No-Bake Banoffee (bananas and toffee) Pie |

Banoffee Pie

The easiest, quickest, most superb no-bake pie you’ll ever make! Banoffee pie is made of 4 simple layers: cookies, caramel, fresh bananas, and whipped cream.
YIELD 9 inch/23cm pie


For the crust:

  • 150 g/5.3 oz (1 and 1/2 cups) digestive biscuit/graham cracker crumbs*
  • 2 tablespoons granulated sugar
  • 1/3 cup (2/3 stick or 75 g) unsalted butter, melted

For the filling:

  • 1 and 1/4 cups dulce de leche
  • 3 ripe yet firm (not overripe or black) bananas
  • 1 cup (240 ml) cold heavy cream
  • 2 tablespoons granulated sugar
  • 1 teaspoon vanilla extract
  • 1/2 cup grated chocolate/shredded coconut/chopped pecans for topping , optional


  1. In a medium bowl, stir together crumbs, sugar, and melted butter until combined and moistened. Using your fingers, press the mixture into the bottom of a 9-inch pie pan and up the sides to form an even layer. Cover with plastic wrap and place in the fridge to chill for one hour, until firm (or, optional - for a crispier crust, bake the crust at 350ºF for 5 minutes. Cool before filling).

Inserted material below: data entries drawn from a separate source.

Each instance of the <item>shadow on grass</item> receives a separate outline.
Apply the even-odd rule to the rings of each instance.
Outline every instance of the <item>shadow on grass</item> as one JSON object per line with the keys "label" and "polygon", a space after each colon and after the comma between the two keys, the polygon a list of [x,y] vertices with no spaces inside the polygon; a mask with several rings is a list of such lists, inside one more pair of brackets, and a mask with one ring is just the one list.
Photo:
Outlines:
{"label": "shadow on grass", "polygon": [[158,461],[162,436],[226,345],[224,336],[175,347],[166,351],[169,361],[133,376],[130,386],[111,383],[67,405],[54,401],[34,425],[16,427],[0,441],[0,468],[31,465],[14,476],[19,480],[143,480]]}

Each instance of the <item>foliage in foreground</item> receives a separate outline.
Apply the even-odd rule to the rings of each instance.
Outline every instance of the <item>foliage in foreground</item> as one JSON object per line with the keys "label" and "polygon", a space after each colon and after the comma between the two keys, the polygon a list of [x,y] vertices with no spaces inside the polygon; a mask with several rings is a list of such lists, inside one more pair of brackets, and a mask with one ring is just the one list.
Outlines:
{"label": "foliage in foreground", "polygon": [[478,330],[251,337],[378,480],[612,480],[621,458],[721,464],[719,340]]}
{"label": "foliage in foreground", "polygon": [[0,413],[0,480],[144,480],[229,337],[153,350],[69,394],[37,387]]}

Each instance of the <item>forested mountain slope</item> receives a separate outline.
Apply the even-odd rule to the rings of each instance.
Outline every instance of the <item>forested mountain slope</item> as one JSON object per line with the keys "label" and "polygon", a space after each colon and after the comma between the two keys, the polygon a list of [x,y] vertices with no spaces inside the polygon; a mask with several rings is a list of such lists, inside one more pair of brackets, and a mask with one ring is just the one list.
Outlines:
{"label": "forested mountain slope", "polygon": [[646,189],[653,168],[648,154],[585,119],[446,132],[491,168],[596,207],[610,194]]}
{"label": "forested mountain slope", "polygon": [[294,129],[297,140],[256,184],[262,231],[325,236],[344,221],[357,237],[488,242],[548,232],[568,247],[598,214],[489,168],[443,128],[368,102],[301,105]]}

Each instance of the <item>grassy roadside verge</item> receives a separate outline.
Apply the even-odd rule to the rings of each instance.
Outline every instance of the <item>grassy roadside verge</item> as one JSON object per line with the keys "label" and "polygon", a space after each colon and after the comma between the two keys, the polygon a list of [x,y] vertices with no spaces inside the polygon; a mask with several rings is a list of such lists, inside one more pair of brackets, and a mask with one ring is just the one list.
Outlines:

  2. Spread dulce de leche gently on top of the crust and smooth the top.
  3. Slice bananas thinly and lay them over the dulce de leche in one even layer.
  4. Using a mixer fitted with the whisk attachment, whisk together heavy cream, sugar, and vanilla extract on high speed until soft peaks form. Avoid overbeating. Spread whipped cream over bananas. Refrigerate for at least 3 hours before serving. Pie will keep for up to 3 days in the fridge.

Recipe Notes

* To make crumbs, pulse biscuits in a food processor until finely ground. You can pulse the sugar along with the biscuits in the food processor.